Class Tokenizer

java.lang.Object
eu.svjatoslav.commons.string.tokenizer.Tokenizer

public class Tokenizer extends Object
A regex-based tokenizer for parsing structured text into tokens.

The Tokenizer breaks down source text into tokens based on regular expression patterns called "terminators". Terminators define how to identify and handle token boundaries:

  • PRESERVE - Return matched tokens for processing (useful for syntax elements you want to capture)
  • DROP - Silently discard matched tokens (useful for whitespace, comments, or other separators)

Key features:

  • Pattern-based token identification using regex
  • Peek ahead without consuming tokens
  • Unread tokens to backtrack
  • Expect specific tokens (throws on mismatch)
  • Group-based token categorization

Example usage:


 Tokenizer tokenizer = new Tokenizer("hello, world! 123");
 tokenizer.addTerminator(DROP, "\\s+");        // Drop whitespace
 tokenizer.addTerminator(PRESERVE, "\\w+");    // Preserve words
 tokenizer.addTerminator(PRESERVE, ",");       // Preserve comma
 tokenizer.addTerminator(PRESERVE, "!");       // Preserve exclamation
 tokenizer.addTerminator(PRESERVE, "\\d+");    // Preserve numbers

 while (tokenizer.hasMoreContent()) {
     TokenizerMatch match = tokenizer.getNextToken();
     System.out.println(match.token);
 }
 // Output: hello, world, !, 123
 

The tokenizer maintains a history stack, allowing you to unread tokens and backtrack during parsing:


 TokenizerMatch first = tokenizer.getNextToken();
 TokenizerMatch second = tokenizer.getNextToken();
 tokenizer.unreadToken();  // Go back one token
 tokenizer.unreadToken();  // Go back another token
 TokenizerMatch again = tokenizer.getNextToken();  // Same as first
 

You can also peek without consuming:


 TokenizerMatch peeked = tokenizer.peekNextToken();  // Look ahead
 TokenizerMatch actual = tokenizer.getNextToken();   // Same as peeked
 
See Also:
  • Constructor Details

    • Tokenizer

      public Tokenizer(String source)
      Creates a new tokenizer for the specified source string.

      The source string will be processed when getNextToken() is called.

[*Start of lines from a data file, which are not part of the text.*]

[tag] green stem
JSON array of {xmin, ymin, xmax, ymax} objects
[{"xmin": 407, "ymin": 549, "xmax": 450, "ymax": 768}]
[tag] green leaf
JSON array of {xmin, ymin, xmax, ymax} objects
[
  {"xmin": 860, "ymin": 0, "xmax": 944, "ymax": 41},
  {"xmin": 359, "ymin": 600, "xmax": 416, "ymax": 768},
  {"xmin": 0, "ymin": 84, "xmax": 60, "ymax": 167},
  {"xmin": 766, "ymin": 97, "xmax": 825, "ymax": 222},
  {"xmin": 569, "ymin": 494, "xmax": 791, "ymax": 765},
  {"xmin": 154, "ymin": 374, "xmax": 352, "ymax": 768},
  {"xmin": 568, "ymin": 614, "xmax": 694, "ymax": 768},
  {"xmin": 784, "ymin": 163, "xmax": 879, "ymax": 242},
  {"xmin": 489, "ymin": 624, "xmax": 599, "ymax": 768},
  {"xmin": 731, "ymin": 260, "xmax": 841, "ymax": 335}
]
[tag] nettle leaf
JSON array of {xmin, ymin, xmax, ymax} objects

Add terminators before calling getNextToken() to define how tokens should be identified.

      Parameters:
      source - the text to tokenize. May be null (use setSource later).
    • Tokenizer

      public Tokenizer()
      Creates an empty tokenizer without a source string.

      Use setSource(String) to provide text for tokenization before calling getNextToken().

  • Method Details

    • setSource

      public Tokenizer setSource(String source)
      Sets or replaces the source string to tokenize.

      This resets the tokenizer state: the reading position is set to 0, and the token history stack is cleared. Use this to tokenize a new string with the same terminator configuration.

      Example:

      
       Tokenizer tokenizer = new Tokenizer();
       tokenizer.addTerminator(DROP, "\\s+");
      
       tokenizer.setSource("first string");
       // tokenize first string...
      
       tokenizer.setSource("second string");
       // tokenize second string with same rules...
       
      Parameters:
      source - the new text to tokenize. May be null.
      Returns:
      this Tokenizer instance for fluent method chaining.
    • addTerminator

      public Terminator addTerminator(Terminator.TerminationStrategy terminationStrategy, String regexp)
      Adds a terminator with a termination strategy and regex pattern.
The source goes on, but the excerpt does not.